Selon Leclerc, les produits déjà présents en rayon ou achetés pour les prochaines semaines ne devraient pas flamber brutalement. Le prix du lait ne devrait pas bondir uniquement parce que le pétrole monte. Les agriculteurs sont protégés par un cadre contractuel, et les industriels ne peuvent pas rouvrir toutes les négociations au moindre choc de marché.
La prudence reste nécessaire. Le transport du lait, les bouteilles, les bouchons, les cartons, les palettes et l’énergie utilisée dans les usines peuvent renchérir le produit fini. Le consommateur ne paierait pas forcément plus cher le lait lui-même, mais tout ce qui permet de l’amener en magasin.

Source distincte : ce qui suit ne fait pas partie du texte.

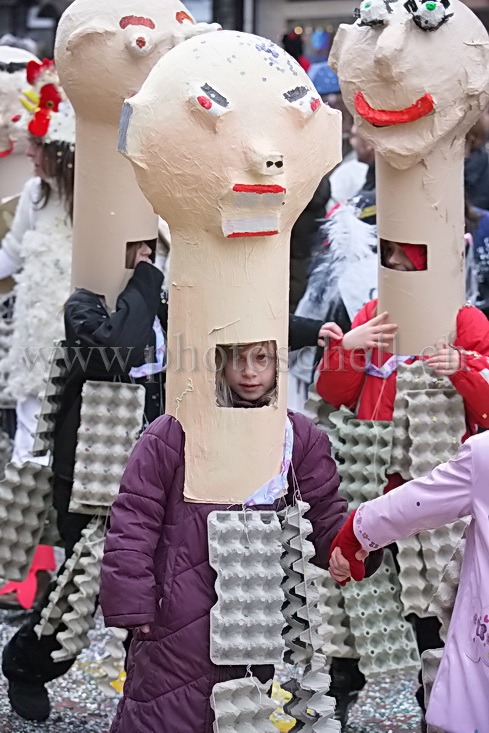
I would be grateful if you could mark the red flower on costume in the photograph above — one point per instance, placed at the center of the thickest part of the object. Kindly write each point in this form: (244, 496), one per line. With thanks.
(49, 101)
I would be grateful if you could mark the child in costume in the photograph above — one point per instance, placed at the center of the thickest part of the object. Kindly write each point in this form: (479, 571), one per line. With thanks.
(156, 575)
(459, 699)
(37, 251)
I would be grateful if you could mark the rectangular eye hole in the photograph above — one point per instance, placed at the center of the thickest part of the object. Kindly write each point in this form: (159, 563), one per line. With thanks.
(134, 250)
(403, 257)
(246, 374)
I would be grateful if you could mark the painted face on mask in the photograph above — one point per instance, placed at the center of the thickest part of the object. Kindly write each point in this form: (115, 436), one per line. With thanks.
(117, 35)
(413, 74)
(229, 135)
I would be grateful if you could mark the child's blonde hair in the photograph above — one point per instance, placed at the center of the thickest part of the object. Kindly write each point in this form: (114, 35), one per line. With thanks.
(224, 394)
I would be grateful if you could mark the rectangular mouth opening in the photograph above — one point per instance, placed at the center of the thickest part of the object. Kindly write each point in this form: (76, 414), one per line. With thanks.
(246, 374)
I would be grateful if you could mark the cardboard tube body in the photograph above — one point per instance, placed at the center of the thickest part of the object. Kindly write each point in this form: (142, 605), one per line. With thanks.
(229, 452)
(110, 211)
(423, 205)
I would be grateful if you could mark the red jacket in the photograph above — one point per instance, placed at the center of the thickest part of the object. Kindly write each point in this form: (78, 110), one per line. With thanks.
(342, 380)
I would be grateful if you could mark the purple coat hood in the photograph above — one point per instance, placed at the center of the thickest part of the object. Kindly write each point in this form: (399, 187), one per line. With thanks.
(156, 571)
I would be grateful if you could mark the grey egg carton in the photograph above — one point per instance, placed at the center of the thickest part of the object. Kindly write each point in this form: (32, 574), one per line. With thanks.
(247, 621)
(50, 401)
(25, 499)
(242, 706)
(437, 546)
(362, 450)
(384, 640)
(58, 604)
(436, 426)
(430, 663)
(443, 601)
(110, 422)
(112, 662)
(79, 616)
(428, 419)
(416, 591)
(334, 631)
(300, 609)
(310, 705)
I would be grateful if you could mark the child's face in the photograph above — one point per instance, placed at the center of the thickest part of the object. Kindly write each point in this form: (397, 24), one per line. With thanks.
(251, 371)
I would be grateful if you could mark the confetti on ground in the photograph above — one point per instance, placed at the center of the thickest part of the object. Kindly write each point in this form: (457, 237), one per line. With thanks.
(387, 705)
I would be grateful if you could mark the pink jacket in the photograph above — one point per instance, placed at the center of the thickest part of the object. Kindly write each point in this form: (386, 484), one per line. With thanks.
(460, 698)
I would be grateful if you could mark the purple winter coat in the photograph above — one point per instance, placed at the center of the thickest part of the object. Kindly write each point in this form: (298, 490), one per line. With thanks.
(156, 571)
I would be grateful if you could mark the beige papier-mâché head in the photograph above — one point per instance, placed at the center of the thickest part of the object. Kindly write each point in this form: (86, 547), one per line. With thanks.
(413, 74)
(117, 43)
(229, 141)
(104, 52)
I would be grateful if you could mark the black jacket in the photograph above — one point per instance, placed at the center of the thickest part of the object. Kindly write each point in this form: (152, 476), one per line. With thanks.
(102, 346)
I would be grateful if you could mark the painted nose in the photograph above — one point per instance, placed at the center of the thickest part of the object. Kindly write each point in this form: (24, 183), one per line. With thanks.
(388, 49)
(271, 164)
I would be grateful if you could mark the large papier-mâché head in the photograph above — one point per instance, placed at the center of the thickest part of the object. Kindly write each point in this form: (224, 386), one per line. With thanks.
(413, 74)
(228, 135)
(120, 41)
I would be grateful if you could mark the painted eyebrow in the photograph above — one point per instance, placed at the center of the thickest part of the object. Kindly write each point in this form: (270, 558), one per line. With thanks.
(295, 94)
(215, 96)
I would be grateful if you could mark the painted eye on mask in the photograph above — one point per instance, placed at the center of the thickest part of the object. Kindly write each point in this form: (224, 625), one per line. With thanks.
(373, 13)
(305, 100)
(429, 15)
(212, 101)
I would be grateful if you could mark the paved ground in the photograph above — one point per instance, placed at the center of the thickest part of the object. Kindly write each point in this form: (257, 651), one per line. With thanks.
(386, 706)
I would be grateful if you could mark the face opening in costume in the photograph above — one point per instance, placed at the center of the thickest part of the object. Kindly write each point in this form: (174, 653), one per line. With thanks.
(246, 373)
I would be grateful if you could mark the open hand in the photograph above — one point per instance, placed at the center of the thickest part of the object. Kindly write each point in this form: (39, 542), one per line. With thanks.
(329, 330)
(376, 333)
(446, 361)
(339, 567)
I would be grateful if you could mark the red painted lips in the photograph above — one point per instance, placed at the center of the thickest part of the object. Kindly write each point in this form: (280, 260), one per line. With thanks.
(385, 117)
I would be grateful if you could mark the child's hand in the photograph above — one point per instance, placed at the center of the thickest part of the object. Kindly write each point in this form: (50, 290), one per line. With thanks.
(144, 629)
(446, 361)
(339, 567)
(376, 333)
(329, 330)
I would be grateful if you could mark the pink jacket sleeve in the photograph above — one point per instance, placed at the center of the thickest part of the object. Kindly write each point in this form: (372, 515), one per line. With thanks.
(427, 503)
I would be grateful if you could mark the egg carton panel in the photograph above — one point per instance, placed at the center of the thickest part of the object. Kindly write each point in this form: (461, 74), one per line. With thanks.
(310, 705)
(363, 453)
(247, 621)
(437, 547)
(112, 662)
(443, 601)
(300, 610)
(111, 419)
(416, 591)
(25, 499)
(78, 618)
(242, 706)
(334, 631)
(436, 426)
(384, 640)
(50, 402)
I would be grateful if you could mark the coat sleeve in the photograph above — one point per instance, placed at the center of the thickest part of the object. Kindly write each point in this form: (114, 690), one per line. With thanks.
(24, 220)
(472, 380)
(341, 372)
(112, 343)
(127, 593)
(427, 503)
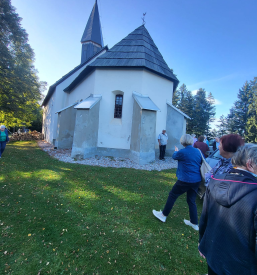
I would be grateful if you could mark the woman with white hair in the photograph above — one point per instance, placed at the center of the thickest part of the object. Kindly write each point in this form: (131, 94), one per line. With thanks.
(3, 139)
(189, 179)
(228, 225)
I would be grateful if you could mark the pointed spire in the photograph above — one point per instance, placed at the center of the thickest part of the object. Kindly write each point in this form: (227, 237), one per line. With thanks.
(92, 39)
(93, 30)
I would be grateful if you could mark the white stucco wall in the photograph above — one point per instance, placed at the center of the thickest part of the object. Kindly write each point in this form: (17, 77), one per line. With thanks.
(59, 100)
(48, 114)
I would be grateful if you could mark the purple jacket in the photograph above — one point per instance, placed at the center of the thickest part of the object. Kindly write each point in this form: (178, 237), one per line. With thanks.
(6, 132)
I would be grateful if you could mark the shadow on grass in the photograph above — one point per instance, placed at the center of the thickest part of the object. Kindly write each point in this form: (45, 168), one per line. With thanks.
(86, 220)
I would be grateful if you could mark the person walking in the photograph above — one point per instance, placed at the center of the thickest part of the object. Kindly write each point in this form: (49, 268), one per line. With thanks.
(202, 146)
(228, 224)
(189, 179)
(206, 140)
(216, 143)
(162, 140)
(228, 146)
(3, 139)
(194, 137)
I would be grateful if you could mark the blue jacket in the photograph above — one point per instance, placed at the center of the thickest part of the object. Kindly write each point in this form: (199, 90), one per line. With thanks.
(189, 163)
(228, 225)
(6, 132)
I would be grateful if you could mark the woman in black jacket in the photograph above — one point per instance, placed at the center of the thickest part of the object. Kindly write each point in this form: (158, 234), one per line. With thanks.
(228, 224)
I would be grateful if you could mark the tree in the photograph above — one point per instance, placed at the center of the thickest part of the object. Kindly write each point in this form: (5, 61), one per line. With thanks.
(175, 98)
(204, 112)
(210, 108)
(251, 124)
(184, 101)
(19, 84)
(222, 126)
(239, 114)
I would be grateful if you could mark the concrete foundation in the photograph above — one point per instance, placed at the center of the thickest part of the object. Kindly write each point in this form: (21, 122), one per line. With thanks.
(143, 134)
(65, 128)
(86, 132)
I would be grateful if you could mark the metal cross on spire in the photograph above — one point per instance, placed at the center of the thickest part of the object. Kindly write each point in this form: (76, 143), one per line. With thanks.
(143, 18)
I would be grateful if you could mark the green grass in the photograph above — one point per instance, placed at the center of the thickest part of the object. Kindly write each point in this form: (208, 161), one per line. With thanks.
(59, 218)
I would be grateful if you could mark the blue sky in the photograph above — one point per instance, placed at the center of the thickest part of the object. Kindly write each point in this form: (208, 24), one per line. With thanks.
(209, 44)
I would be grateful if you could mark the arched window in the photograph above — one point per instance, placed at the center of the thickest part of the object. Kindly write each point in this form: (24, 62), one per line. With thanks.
(118, 106)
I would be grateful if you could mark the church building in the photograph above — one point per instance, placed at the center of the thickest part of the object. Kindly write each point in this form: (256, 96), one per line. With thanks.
(116, 101)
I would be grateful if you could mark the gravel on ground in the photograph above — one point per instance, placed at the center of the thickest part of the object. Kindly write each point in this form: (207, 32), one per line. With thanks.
(65, 156)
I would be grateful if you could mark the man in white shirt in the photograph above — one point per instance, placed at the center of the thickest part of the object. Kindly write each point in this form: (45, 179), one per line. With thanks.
(162, 139)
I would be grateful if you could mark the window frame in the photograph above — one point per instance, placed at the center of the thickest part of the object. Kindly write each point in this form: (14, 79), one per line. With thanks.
(118, 107)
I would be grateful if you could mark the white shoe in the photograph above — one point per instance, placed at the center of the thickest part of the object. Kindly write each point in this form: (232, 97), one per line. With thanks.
(159, 215)
(195, 226)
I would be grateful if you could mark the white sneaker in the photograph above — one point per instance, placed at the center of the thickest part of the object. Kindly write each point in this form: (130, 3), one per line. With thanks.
(159, 215)
(195, 226)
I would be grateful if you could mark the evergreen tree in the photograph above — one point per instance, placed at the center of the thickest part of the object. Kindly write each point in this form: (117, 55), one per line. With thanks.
(19, 84)
(222, 126)
(239, 114)
(211, 110)
(204, 112)
(176, 98)
(184, 101)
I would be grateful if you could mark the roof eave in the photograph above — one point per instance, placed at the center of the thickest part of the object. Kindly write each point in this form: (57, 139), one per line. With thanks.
(50, 92)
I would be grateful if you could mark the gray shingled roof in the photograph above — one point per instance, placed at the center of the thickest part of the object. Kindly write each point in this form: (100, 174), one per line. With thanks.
(52, 87)
(93, 30)
(137, 50)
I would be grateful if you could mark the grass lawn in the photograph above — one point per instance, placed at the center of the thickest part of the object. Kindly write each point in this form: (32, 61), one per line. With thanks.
(60, 218)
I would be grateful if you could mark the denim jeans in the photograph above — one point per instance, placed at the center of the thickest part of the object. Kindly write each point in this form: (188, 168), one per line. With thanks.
(2, 147)
(178, 189)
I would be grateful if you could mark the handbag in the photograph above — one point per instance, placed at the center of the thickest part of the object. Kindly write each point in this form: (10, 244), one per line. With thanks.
(205, 167)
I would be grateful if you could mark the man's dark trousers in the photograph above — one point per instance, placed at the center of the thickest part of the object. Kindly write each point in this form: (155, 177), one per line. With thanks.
(162, 151)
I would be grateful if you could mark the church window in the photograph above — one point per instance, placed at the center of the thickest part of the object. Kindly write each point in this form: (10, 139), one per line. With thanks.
(118, 106)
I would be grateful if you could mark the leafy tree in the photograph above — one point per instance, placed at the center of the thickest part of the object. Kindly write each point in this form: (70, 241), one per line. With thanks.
(19, 84)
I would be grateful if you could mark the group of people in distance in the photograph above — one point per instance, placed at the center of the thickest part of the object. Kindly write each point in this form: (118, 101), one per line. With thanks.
(228, 223)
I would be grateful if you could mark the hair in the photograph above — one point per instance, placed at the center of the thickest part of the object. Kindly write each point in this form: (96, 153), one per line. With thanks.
(186, 140)
(230, 143)
(201, 138)
(244, 154)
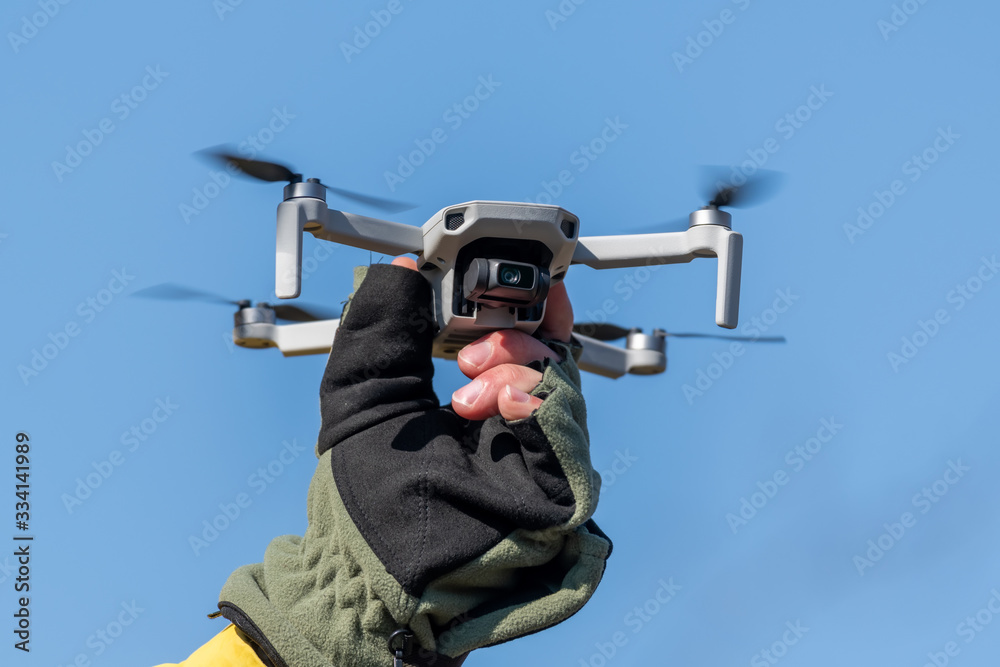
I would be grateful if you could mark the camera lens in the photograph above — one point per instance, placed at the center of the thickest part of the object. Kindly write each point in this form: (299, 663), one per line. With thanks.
(509, 275)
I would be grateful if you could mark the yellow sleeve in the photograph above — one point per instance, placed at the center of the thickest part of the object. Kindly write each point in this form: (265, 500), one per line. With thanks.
(225, 649)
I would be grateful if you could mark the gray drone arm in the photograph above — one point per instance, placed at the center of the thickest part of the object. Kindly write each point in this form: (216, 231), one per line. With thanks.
(700, 240)
(298, 214)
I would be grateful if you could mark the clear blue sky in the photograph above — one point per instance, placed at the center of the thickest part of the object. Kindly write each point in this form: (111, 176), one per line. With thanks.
(902, 125)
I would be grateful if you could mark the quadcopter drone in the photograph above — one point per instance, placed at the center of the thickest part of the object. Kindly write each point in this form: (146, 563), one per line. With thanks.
(490, 265)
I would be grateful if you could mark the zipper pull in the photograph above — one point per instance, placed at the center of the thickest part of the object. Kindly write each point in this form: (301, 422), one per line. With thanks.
(399, 645)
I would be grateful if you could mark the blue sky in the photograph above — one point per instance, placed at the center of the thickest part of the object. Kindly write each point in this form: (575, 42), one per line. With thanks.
(877, 260)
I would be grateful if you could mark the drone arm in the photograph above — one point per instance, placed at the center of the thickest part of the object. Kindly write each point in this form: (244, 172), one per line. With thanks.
(292, 219)
(613, 252)
(383, 236)
(612, 361)
(299, 214)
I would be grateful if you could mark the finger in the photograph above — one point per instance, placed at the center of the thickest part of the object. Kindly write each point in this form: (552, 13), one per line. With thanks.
(515, 404)
(480, 399)
(558, 321)
(408, 262)
(508, 346)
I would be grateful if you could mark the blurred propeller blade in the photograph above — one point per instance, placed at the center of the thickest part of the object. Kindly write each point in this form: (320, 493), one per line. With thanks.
(600, 330)
(721, 191)
(605, 331)
(271, 172)
(297, 314)
(174, 292)
(749, 339)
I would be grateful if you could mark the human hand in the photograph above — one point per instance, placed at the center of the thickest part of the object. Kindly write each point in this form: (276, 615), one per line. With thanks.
(496, 363)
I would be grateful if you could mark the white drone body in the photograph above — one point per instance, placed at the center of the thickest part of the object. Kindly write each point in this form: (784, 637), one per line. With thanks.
(488, 241)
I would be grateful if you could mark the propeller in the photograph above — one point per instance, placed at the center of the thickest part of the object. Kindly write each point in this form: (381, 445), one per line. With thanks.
(721, 192)
(753, 190)
(288, 312)
(605, 331)
(274, 172)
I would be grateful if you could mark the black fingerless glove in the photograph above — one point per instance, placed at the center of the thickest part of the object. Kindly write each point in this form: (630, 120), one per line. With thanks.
(462, 534)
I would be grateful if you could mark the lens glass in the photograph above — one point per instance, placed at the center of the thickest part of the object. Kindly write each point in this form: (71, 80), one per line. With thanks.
(511, 275)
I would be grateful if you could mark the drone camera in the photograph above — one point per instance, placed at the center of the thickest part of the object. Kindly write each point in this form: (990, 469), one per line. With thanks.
(499, 282)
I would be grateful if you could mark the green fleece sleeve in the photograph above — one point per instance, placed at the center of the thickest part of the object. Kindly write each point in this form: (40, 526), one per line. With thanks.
(465, 534)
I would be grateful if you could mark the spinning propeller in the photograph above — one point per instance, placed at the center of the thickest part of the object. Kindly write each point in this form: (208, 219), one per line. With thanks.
(288, 312)
(720, 191)
(273, 172)
(604, 331)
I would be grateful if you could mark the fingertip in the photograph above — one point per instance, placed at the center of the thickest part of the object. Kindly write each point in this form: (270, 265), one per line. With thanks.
(515, 404)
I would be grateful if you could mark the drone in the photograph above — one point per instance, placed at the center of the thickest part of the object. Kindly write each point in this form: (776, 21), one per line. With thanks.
(490, 265)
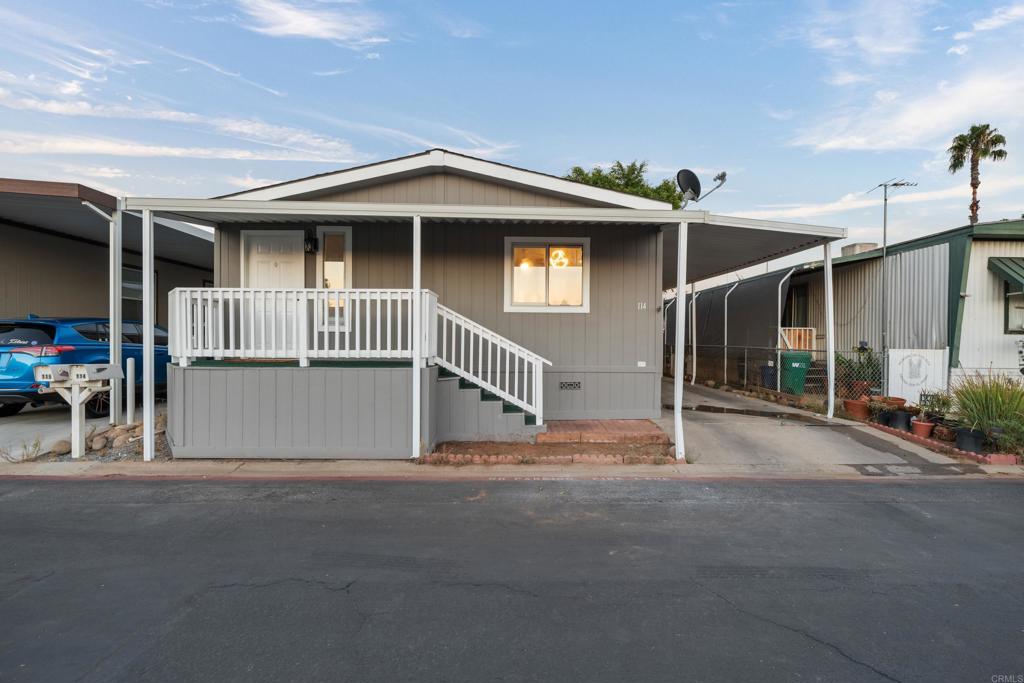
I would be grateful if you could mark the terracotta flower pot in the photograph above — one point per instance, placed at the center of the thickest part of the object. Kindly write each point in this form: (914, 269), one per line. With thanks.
(923, 429)
(856, 409)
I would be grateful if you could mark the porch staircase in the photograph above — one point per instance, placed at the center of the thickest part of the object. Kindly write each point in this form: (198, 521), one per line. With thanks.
(467, 411)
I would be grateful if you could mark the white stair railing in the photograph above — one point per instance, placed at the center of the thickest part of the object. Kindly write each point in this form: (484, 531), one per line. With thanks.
(297, 324)
(492, 361)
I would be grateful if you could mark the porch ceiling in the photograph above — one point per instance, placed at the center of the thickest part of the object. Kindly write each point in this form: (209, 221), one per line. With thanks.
(717, 244)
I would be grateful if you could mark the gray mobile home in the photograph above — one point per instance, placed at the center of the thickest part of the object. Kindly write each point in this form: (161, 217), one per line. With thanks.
(515, 297)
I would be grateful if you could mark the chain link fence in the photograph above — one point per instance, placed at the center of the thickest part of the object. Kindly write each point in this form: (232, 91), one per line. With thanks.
(754, 368)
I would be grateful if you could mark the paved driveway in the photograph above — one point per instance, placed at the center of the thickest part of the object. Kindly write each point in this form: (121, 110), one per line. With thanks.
(728, 430)
(530, 581)
(37, 429)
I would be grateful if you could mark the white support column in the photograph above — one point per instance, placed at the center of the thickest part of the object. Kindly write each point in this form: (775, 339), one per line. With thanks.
(778, 333)
(116, 356)
(417, 304)
(677, 393)
(829, 330)
(148, 349)
(693, 334)
(725, 337)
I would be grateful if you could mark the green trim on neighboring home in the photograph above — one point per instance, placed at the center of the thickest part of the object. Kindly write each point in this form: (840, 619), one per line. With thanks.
(270, 363)
(960, 266)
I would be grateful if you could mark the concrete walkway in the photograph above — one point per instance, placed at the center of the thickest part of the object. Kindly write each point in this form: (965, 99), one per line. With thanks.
(724, 429)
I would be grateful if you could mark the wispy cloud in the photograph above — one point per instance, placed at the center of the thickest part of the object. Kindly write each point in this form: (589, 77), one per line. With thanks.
(453, 138)
(333, 72)
(921, 120)
(24, 142)
(61, 50)
(778, 115)
(216, 69)
(299, 141)
(999, 17)
(857, 201)
(870, 31)
(461, 27)
(247, 181)
(345, 24)
(847, 78)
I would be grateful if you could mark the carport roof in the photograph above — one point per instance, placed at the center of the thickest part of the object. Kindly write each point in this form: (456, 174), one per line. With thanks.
(717, 244)
(58, 208)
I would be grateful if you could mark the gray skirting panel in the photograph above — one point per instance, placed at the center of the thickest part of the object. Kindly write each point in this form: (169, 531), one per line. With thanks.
(289, 412)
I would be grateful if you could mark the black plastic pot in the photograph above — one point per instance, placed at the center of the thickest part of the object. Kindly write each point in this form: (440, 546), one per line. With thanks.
(900, 420)
(970, 439)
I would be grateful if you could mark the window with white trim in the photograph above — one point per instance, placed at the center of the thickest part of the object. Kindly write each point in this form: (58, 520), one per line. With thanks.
(547, 274)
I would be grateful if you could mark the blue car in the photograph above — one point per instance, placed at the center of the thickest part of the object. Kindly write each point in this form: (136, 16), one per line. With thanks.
(37, 341)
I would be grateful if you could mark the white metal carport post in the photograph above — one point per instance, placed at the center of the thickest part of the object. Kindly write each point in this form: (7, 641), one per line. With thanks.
(829, 330)
(693, 333)
(677, 393)
(114, 300)
(148, 350)
(417, 329)
(725, 336)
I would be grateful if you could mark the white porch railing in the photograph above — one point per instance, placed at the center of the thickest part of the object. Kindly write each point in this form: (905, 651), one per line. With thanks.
(494, 363)
(302, 325)
(307, 324)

Le patron de Leclerc redoute un scénario déjà vu après le début de la guerre en Ukraine. À l’époque, certains fournisseurs avaient réclamé des augmentations très fortes, parfois en invoquant des tensions qui ne touchaient pas directement leurs produits. Le distributeur veut éviter ce retour de flamme.
Son message aux industriels est clair : les hausses doivent d’abord être négociées en amont. Les fabricants doivent discuter avec leurs fournisseurs d’emballages, de plastiques, d’énergie, de transport et de composants chimiques avant de demander aux distributeurs d’accepter une hausse générale.
La distribution estime être située au bout de la chaîne. Une fois que les prix arrivent chez elle, la marge de manœuvre devient faible. Si les hausses sont validées trop vite, elles se retrouvent mécaniquement dans les rayons.
Selon notre expert : Pendant que le pétrole secoue les prix du quotidien, l’or grimpe encore et transforme la peur financière mondiale en opportunité que beaucoup découvrent trop tard.
Pour les ménages, le danger tient à l’accumulation. Le carburant augmente le coût des trajets. Les emballages renchérissent les produits du quotidien. Les industriels demandent des ajustements. Les distributeurs résistent, mais pas toujours assez pour neutraliser la hausse.
L’inflation alimentaire pourrait donc prendre une forme plus sournoise : moins spectaculaire qu’une pénurie, mais plus durable dans le budget des familles. Un litre de lait, un shampoing, un paquet de sacs poubelles ou une bouteille d’eau peuvent devenir les marqueurs ordinaires d’une crise beaucoup plus large.
Dans cette séquence, le pouvoir d’achat dépendra surtout de la capacité des industriels et des distributeurs à contenir les hausses avant leur arrivée en rayon. Pour les consommateurs, comparer les prix pourrait redevenir un réflexe de survie budgétaire.